Dark matter.

White woman wearing a black hoodie with the hood up emerges from an opening inside a cave. She is wear a head lamp and is carrying her sunglasses in her mouth.
Spelunking in style.

In 2008, along with 2 others, I entered one of the larger caves in Horne Lake Caves Provincial Park. Fifteen minutes later, we got spit out in a ditch on the side of the New Jersey Turnpike. I only mention this because Being John Malkovich is my favourite movie and has been since it was released 20 years ago. If you haven’t seen it, I can guarantee that it’ll be more interesting than this post.

But you’re here to read about me, right?

Now, it’s 2019, and I wanted to introduce Yann to the wonderful world of being inside the earth’s innards.

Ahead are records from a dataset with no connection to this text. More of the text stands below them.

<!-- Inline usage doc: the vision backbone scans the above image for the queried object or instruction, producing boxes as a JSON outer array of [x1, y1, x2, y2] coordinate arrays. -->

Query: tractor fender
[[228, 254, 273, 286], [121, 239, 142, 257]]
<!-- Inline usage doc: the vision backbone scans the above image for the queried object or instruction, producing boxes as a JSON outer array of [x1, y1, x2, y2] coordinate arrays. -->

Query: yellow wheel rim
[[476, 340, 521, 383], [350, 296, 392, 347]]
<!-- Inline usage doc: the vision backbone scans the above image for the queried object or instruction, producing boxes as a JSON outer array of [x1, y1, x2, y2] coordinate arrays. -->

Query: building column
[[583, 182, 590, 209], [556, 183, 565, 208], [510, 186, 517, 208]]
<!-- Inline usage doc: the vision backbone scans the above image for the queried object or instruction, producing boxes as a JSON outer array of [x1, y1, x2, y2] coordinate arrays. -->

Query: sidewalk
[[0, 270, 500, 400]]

Woman wearing white cat eye glasses looks up. She is surrounded by darkness and has a lit headlamp on her head.
I have a great idea.

Now, spelunking doesn’t seem like the best activity for a mildly claustrophobic person like me who specializes in graphic answers to the question, “What’s the worst that could happen?”

It’s a cave. It could, you know, cave in. You could get your face bit off by bats. You could trip and impale an eyeball on a stalagmite. You could bonk your head on a stalactite and pierce your brain.

More realistically, you could infect bats white-nose syndrome by entering the cave with contaminated footwear and clothing. For this reason, in 2016, BC Parks installed a bio-cleaning station before the trails leading to the caves. This very homemade-looking bio-cleaning station had an Astroturf to shuffle over before stepping onto a detergent-filled patio chair cushion. This rinky-dink set up supposedly protects the bats from fungal infection.

This stage was preceded by a park ranger trying to convince us to rent helmets and succeeded by a bouncy suspension bridge. I did not remember any of this from 2008.

We started with the Lower Cave which had a gated entrance to keep out midnight spelunkers. How nighttime caving is any different from caving during the daytime, I do not know.

At the back of the Lower Cave, was a small opening, much like the portal to John Malkovich’s subconscious.

A woman dressed in red shorts and a blue and yellow hoodie is shown crawling through a limestone passageway.
Having a Craig Schwartz moment.

The passageway narrowed to about 2ft high: not too small for us to squeeze through, but undeniably panic-inducing. My face says it all in the above animation.

The second cave was the imaginatively named Main Cave. Only the first 10 metres of this cave is open for self-guided tours. The couple who came out upon our arrival didn’t appear to have lights at all. What’s the fun in feeling around in the dark? One of them was dressed in a white top which had stayed suspiciously white.

We ran into them again at Andrew’s Annex, the third and final cave of our little adventure into limestone arteries. Again, this couple emerged from total darkness, and the white shirt remained unsoiled. I was wearing primary colours and cave mud. And a headlamp!

Flowstone inside a cave.
Flowstones are more interesting to look at than total darkness.

None of the three caves we entered felt familiar. Yes, eleven years had passed, but why don’t I remember a suspension bridge? There was no visitor’s centre selling keychains and sweatshirts either. I guess this is what happens when people Geotag cool places on Instagram.

I later asked a friend from the 2008 expedition if she remembered which cave we explored and she said no. She also seemed to suggest that Thai boys were to blame for the closed-off areas.

The 2018 Tham Luang cave rescue is still fresh in everybody’s head, right? Twelve boys and their soccer coach were trapped in the cave for eighteen days! One of the proposed escape plans had the team LEARN HOW TO DIVE WHILE TRAPPED IN THE CAVE. Then Elon Musk was like, “Hey maybe I can attach a propeller to a watertight mailing tube?” In the end, they went with the more sensible option of giving the kids the drug Ketamine and tethering them to a Navy SEAL.

Happily, all boys escaped and went on to win a soccer match or two. Multiple books were written about those 18 days of their lives and Netflix is currently working on a miniseries. ScarJo is probably playing all of them. The team had a happy ending to their shitty adventure.

For us, we had a happy ending to a non-shitty adventure. The day after spending a night in a tent in front of Horne Lake, Yann and I concluded our trip with a refreshing dip in the Sooke River.

Treading water.

Sooke Potholes Provincial Park happens to be another place that I hadn’t visited in eleven years.

A pale blonde in a black bikini is waving underwater. She is wearing goggles and air bubbles are coming out of her nose.
Howdy from 2008.

Since I’m revisiting all the places I visited 11 years ago, it looks like I’m headed to Switzerland next.